A religiosidade sempre teve papel importante em sua vida, afirma, porque foi frequentando a igreja de sua cidade que ele começou a se interessar pela carreira de artista.

"Aquele espaço com os quadros, as pinturas, as imagens dos santos, funcionava como algo muito parecido [com um museu ou galeria]. Alguém ajoelhar na frente daquela obra e aquilo transportar a pessoa através da sua fé. Vendo isso, eu sabia que queria ser a pessoa que pintou ou desenhou aquela imagem."

Gustavo se mudou para a capital paulista em 2018, após enfrentar um quadro grave de depressão. Seu primeiro trabalho, não remunerado à época, foi em um terreiro de umbanda em que fazia pinturas dos orixás em troca de materiais artísticos e de um espaço para montar um pequeno ateliê.

Ele, que até então tinha tido pouco contato com religiões de matriz africana, afirma ter se sentido acolhido pela comunidade do terreiro. Seus estudos, pautados principalmente na arte sacra e nas referências cristãs, ganharam novas cores a partir das pesquisas que começou a realizar sobre a origem de cada orixá.

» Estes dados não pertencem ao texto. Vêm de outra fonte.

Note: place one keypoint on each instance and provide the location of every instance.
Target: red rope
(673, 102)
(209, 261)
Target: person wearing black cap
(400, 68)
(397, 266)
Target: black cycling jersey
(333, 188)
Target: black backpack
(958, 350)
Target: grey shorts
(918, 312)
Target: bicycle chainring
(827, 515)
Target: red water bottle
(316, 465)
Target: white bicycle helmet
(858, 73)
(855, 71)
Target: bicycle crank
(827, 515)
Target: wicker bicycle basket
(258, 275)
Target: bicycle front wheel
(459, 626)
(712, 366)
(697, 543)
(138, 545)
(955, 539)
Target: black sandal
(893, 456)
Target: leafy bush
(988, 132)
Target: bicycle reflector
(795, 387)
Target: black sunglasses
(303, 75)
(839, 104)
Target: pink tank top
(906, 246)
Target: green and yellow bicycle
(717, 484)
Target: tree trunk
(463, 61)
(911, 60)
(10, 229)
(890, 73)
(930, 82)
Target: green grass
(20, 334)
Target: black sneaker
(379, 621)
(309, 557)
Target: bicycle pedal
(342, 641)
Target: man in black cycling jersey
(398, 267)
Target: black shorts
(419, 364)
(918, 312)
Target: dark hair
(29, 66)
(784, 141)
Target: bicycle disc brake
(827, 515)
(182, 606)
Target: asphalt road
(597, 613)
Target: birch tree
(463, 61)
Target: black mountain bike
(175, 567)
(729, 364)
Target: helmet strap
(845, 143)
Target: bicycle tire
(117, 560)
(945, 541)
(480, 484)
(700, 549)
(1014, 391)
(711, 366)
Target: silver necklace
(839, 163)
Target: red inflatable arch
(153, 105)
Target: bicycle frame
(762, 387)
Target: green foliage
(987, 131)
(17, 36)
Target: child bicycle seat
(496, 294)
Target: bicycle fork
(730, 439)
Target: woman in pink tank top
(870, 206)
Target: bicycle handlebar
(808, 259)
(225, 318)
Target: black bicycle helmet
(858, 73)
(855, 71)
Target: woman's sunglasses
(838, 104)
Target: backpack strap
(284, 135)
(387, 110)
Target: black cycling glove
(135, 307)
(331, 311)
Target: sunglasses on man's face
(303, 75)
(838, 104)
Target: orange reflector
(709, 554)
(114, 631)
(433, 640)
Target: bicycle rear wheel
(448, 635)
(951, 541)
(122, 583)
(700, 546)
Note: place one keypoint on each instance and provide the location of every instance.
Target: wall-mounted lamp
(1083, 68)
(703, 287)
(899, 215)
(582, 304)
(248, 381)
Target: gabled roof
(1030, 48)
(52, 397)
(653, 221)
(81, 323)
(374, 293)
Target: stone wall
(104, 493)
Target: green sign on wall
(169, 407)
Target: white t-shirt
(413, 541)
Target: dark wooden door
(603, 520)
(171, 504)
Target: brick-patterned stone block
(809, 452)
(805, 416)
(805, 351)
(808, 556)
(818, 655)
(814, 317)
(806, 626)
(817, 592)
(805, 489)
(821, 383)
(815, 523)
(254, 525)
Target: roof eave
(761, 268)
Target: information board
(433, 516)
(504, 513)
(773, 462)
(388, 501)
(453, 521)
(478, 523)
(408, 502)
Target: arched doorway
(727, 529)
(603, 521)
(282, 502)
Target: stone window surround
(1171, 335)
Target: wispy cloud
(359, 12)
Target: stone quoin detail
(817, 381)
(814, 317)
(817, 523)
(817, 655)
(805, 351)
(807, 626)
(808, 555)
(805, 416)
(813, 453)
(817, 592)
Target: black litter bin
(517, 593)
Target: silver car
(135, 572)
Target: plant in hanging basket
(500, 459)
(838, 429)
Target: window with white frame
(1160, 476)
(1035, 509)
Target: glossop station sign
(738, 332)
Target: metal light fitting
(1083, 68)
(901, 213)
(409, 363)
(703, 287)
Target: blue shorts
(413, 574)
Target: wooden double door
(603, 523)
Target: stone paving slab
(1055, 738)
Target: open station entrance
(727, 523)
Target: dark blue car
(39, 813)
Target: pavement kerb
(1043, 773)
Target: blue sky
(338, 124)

Hoje ele cria a partir de fábulas que escreve contando a história das divindades. No entanto, a escolha de desenvolver seu trabalho a partir do candomblé e da umbanda trouxe desafios. O artista diz que, apesar de ver um aumento na visibilidade dada a artistas negros e a temas como a religiosidade afro-brasileira, ainda há muito preconceito no meio artístico.

"A minha primeira experiência no mercado de arte foi marcada por racismo religioso. Então o que me deixou com muito medo."

Poucos dias antes de estrear a primeira exposição de "Bará", em 2019, um dos curadores do espaço pediu para que ele retirasse todas as referências a Exu do trabalho.

Apesar da troca do nome, as obras não perderam a identidade, diz o artista, isso porque Bará também é um dos nomes dados a Exu, mas que era desconhecido pelo curador da instituição, não nomeada por ele.

Por situações como essa, Gustavo diz ter perdido algumas oportunidades de trabalho por se negar a mudar suas obras para se encaixar em espaços majoritariamente brancos.

Para ele, ter o respaldo de museus, como o Afro Brasil, em São Paulo, é fundamental para que se possa ter autonomia na hora de produzir.

"Não basta expor artistas negros, cadê os pesquisadores, curadores e gerentes de galerias negros?" Ainda há um caminho longo pela frente no enfrentamento do racismo no mercado artístico, que não deve restringir a produção de pessoas negras a um nicho, mesmo se essas obras falarem de religiões afro-brasileiras. Afinal, ressalta, obras importantes para a história da arte e movimentos inteiros foram pautados pelo cristianismo.

Além da exposição em cartaz no museu paulista, Gustavo já expôs no Rio de Janeiro, em Londres e em Milão.